Quantifying Abnormal Motivated Behavior
Understanding approach and avoidance in motivational conflict, and their role in emotional disorders
Every day, we make countless decisions that balance potential benefits and risks. These choices are shaped by two fundamental motivations: approach, our innate desire to pursue things we want or need, and avoidance, our core instinct to steer clear of potential danger.
Often, these motivations conflict, as we may want things that could also entail some negative outcomes.
In many psychiatric conditions, these motivational processes are imbalanced, resulting in symptoms such ash excessive avoidance, reduced goal-directed behavior, or an abnormal disregard for potential risk, particularly when approach and avoidance motivations come into conflict.

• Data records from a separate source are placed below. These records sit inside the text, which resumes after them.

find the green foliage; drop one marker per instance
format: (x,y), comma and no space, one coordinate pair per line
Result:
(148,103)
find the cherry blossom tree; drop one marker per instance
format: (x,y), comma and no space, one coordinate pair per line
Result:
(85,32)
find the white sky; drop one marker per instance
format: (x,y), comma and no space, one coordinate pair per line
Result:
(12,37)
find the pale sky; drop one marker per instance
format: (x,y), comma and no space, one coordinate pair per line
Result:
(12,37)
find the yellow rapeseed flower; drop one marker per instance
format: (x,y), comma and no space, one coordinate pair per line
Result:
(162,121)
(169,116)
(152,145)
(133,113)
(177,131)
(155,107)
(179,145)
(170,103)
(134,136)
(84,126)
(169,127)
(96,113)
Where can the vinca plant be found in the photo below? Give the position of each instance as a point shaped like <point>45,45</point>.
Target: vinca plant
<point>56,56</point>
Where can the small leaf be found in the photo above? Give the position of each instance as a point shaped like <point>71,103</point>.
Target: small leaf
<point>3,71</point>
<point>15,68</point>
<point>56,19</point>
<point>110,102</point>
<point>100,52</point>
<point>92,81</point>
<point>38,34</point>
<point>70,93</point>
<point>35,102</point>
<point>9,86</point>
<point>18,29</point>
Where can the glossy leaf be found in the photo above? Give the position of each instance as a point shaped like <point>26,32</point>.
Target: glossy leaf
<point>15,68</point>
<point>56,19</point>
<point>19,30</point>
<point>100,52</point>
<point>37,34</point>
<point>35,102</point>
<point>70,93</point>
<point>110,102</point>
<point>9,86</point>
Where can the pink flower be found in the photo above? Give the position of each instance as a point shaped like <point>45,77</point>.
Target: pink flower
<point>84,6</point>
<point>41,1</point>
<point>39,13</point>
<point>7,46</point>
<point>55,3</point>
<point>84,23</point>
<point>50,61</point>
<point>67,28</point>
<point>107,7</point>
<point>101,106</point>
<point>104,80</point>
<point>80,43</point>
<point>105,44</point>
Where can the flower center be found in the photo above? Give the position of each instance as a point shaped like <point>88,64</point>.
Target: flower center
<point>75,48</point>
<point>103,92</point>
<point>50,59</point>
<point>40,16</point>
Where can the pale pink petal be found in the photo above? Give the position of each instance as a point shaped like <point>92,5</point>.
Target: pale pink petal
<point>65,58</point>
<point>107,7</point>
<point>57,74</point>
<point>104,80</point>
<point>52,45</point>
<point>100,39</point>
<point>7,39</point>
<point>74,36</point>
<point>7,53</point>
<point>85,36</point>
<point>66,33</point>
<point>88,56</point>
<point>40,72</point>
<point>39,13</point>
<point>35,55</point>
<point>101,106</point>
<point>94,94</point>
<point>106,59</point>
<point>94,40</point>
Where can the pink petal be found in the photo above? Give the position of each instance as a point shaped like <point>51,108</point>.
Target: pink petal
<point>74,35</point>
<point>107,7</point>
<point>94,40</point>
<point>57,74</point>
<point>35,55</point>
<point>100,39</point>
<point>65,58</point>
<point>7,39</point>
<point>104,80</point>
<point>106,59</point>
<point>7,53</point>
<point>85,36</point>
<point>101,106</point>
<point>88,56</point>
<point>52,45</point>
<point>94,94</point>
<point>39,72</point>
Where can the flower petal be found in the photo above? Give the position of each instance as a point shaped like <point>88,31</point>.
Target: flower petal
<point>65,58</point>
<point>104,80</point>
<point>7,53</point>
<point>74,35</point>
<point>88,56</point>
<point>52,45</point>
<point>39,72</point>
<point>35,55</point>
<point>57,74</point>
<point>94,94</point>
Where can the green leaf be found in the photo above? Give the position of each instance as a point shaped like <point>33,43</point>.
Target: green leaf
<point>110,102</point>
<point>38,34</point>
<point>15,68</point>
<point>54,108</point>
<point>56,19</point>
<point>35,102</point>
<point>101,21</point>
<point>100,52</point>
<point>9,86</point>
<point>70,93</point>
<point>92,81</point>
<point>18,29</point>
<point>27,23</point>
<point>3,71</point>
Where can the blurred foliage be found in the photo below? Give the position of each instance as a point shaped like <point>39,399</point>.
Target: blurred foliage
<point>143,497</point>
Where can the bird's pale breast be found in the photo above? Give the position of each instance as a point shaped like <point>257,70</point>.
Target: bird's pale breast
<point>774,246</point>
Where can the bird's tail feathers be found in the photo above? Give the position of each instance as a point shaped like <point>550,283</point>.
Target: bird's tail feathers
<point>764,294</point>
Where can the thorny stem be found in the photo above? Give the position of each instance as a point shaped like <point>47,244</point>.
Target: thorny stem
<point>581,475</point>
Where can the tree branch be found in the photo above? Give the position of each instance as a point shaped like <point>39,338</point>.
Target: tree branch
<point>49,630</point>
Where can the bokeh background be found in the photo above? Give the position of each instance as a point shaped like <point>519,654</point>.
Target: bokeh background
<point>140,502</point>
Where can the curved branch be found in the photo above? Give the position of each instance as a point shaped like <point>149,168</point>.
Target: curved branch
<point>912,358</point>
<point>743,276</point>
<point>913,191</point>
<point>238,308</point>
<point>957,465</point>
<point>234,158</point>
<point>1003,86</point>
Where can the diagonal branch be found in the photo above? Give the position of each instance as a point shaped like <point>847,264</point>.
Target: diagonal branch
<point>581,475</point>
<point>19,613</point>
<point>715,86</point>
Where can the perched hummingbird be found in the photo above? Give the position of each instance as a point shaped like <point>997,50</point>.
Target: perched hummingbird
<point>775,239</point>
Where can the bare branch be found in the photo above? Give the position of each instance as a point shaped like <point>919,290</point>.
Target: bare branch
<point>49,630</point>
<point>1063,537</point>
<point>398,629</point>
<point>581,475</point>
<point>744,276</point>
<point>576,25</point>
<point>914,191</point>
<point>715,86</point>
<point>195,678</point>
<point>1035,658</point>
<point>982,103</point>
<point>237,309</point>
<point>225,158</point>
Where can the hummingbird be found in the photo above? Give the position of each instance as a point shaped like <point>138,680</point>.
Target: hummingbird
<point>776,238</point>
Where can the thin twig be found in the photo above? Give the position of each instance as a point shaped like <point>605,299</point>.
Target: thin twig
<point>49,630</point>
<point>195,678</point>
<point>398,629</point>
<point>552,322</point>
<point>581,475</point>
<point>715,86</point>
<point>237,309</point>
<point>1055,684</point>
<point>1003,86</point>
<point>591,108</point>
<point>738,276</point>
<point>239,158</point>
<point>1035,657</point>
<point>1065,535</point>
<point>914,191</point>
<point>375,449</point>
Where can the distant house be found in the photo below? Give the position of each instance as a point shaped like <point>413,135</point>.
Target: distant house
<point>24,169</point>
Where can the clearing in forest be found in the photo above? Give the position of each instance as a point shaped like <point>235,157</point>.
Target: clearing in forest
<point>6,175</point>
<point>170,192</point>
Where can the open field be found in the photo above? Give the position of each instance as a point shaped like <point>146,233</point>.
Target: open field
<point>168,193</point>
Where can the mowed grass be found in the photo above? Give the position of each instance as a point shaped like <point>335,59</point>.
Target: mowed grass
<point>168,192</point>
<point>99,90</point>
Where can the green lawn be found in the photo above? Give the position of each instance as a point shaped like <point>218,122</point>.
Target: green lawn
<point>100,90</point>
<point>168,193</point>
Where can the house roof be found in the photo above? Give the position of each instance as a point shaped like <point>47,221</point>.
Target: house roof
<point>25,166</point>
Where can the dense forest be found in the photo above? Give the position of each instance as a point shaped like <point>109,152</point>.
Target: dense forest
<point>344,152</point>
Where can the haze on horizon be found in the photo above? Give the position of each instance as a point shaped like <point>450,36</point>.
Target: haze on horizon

For example, individuals with anxiety disorders often exhibit chronic active avoidance (immediate withdrawal from perceived threats) as well as passive avoidance (diminished pursuit of rewards due to fear of potential risk). Passive avoidance is particularly hard to treat and challenging to capture in laboratory settings. Conversely, in depression, we often observe diminished approach motivation, where individuals show lower-than-normal engagement in appetitive behaviors, mirroring real-world symptoms such as reduced pleasure (anhedonia), while in substance use disorders, we see excessive approach behavior despite of negative consequences.
To study these motivational dynamics, and thus inform treatment, our lab developed a novel experimental paradigm designed to quantify how individuals resolve motivational conflicts.
By measuring decision-making and behavioral selection as well as real-time physiological responses—such as heart rate and skin conductance—we can capture the psychobiological underpinnings of our basic motivations and conflict resolution, and explore how various patterns in decision-making correlate with psychological symptoms.
Identifying the processes which promote maladaptive decision-making may help refine interventions targeting passive avoidance in anxiety, motivational deficits in depression, and broader impairments in decision-making across psychopathology.